Satu hal yang paling diingat dari pidato panjang Gubernur Jawa Barat itu bukan soal program atau anggaran, melainkan sikapnya yang tidak biasa: berani mengakui kegagalan di depan publik, sekaligus memikul tanggung jawab untuk memperbaikinya.

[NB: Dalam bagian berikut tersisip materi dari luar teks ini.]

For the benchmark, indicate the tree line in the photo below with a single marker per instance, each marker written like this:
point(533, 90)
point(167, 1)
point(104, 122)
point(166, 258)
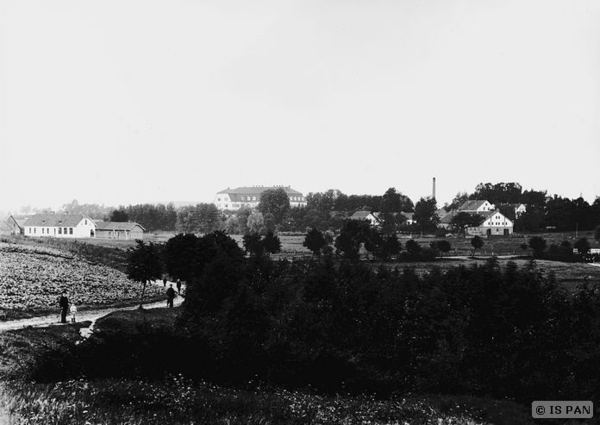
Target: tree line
point(328, 210)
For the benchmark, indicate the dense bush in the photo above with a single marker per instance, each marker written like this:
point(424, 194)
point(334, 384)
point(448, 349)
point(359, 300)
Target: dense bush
point(346, 326)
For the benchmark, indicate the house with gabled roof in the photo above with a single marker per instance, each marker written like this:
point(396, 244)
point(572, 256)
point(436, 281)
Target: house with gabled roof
point(476, 206)
point(60, 226)
point(494, 222)
point(119, 230)
point(372, 217)
point(249, 196)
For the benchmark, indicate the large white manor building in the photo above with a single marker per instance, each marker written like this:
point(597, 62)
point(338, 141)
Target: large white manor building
point(249, 196)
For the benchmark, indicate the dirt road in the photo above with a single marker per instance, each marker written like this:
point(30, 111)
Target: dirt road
point(82, 316)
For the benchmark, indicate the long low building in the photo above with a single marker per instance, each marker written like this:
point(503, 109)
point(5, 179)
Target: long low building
point(118, 230)
point(60, 226)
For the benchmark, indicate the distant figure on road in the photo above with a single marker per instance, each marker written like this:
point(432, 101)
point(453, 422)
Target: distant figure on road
point(63, 303)
point(170, 296)
point(73, 311)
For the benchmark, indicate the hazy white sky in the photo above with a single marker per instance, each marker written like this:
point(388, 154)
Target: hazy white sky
point(120, 102)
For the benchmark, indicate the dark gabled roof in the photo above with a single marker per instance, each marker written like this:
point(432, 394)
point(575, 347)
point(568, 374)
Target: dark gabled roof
point(257, 190)
point(362, 215)
point(471, 205)
point(19, 220)
point(56, 220)
point(116, 225)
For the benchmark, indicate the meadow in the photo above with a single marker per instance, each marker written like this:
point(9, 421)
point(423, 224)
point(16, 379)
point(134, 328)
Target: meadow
point(32, 278)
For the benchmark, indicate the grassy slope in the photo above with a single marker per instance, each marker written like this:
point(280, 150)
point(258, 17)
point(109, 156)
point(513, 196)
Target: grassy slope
point(177, 401)
point(34, 275)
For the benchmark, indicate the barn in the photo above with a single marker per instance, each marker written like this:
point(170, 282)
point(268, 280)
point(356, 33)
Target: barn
point(59, 226)
point(119, 230)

Di tengah budaya pejabat yang kerap berpidato penuh puja-puji atas capaian, keberanian mengucap maaf adalah sesuatu yang terasa asing—sekaligus menyegarkan.

Selamat ulang tahun ke-81, Indonesia. Masih banyak utang yang harus dibayar.

FAQ

Apa yang dimaksud dengan permintaan maaf Gubernur Jawa Barat di HUT RI ke-81?
Gubernur Jawa Barat Dedi Mulyadi secara terbuka meminta maaf kepada seluruh warga Jawa Barat karena setelah 81 tahun kemerdekaan, masih banyak persoalan mendasar yang belum terselesaikan, mulai dari akses listrik, layanan kesehatan, hingga pendidikan yang belum merata.

Berapa warga Jawa Barat yang masih belum menikmati listrik?
Menurut Dedi Mulyadi, saat ini masih ada sekitar 80.000 warga Jawa Barat yang belum memiliki akses listrik. Jumlah ini sudah turun drastis dari lebih dari 500.000 orang saat ia dilantik pada 2025, dan ditargetkan tuntas pada 2027.

Mengapa upacara HUT RI ke-81 Jawa Barat digelar di Gedung Sate, bukan di Lapangan Gasibu?
Pemindahan lokasi ke halaman Gedung Sate merupakan keputusan Gubernur Dedi Mulyadi sebagai bagian dari simbolisme baru, sekaligus untuk meresmikan halaman Gedung Sate yang baru selesai direvitalisasi oleh para pekerja konstruksi.